Romine is competing with Bill Hall, Tommy Field, Brendan Harris and Luis Rodriguez for one of the open bench spots this spring, but he may have a few things pointing in his favor.
Romine is most comfortable at shortstop, with the ability to play second and third base. He bats left-handed (besides Rodriguez, a switch-hitter, the other three bat from the right side). He's on the 40-man roster (along with only Field). And he's the only homegrown player of the group.
The Angels' bench will include Vernon Wells and the backup catcher, leaving two spots vacant. Placing Romine on the Opening Day roster would be appealing to the Angels because he'd provide both a left-handed bat off the bench and the ability to play shortstop, clearing an easier path for Hall -- long removed from his days as a shortstop, but the most accomplished non-roster position player -- to also make the team.
"I believe that I'm a Major League Baseball player," Romine said. "I have the skill set to do it, and as long as I perform to my ability, I think I should be here."
The 27-year-old Romine was taken in the fifth round in 2007 and has compiled a .277/.352/.363 slash line in his six-year Minor League career. Over the last three years, he's appeared in 27 games for the Angels, going 10-for-44 with 13 strikeouts and four walks.
During that time, Romine has picked Izturis' brain about the difficult task of adjusting to sporadic playing time.

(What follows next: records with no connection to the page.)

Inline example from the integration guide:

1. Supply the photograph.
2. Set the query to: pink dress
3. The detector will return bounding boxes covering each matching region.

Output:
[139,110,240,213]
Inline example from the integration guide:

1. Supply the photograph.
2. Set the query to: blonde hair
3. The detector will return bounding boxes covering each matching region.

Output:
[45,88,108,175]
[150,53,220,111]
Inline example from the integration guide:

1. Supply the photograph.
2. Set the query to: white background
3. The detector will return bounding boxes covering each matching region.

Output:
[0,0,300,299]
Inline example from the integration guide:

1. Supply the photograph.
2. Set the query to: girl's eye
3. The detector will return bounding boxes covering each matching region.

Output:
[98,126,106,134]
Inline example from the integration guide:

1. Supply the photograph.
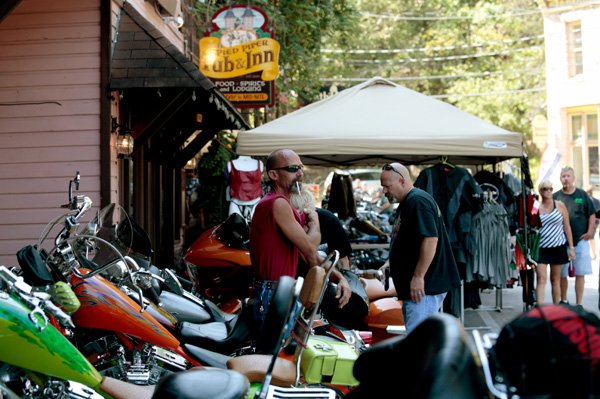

"I did see this developing over the last couple years, so I hung out a lot around Maicer," Romine said. "I talked to him. I figured out what was going on in his head, because he was very good at what he did.
"He always stressed being ready, at any time. Because especially in this organization, anything can happen. I can pinch-hit late, or I can just come in and run in an important situation. Anything can happen."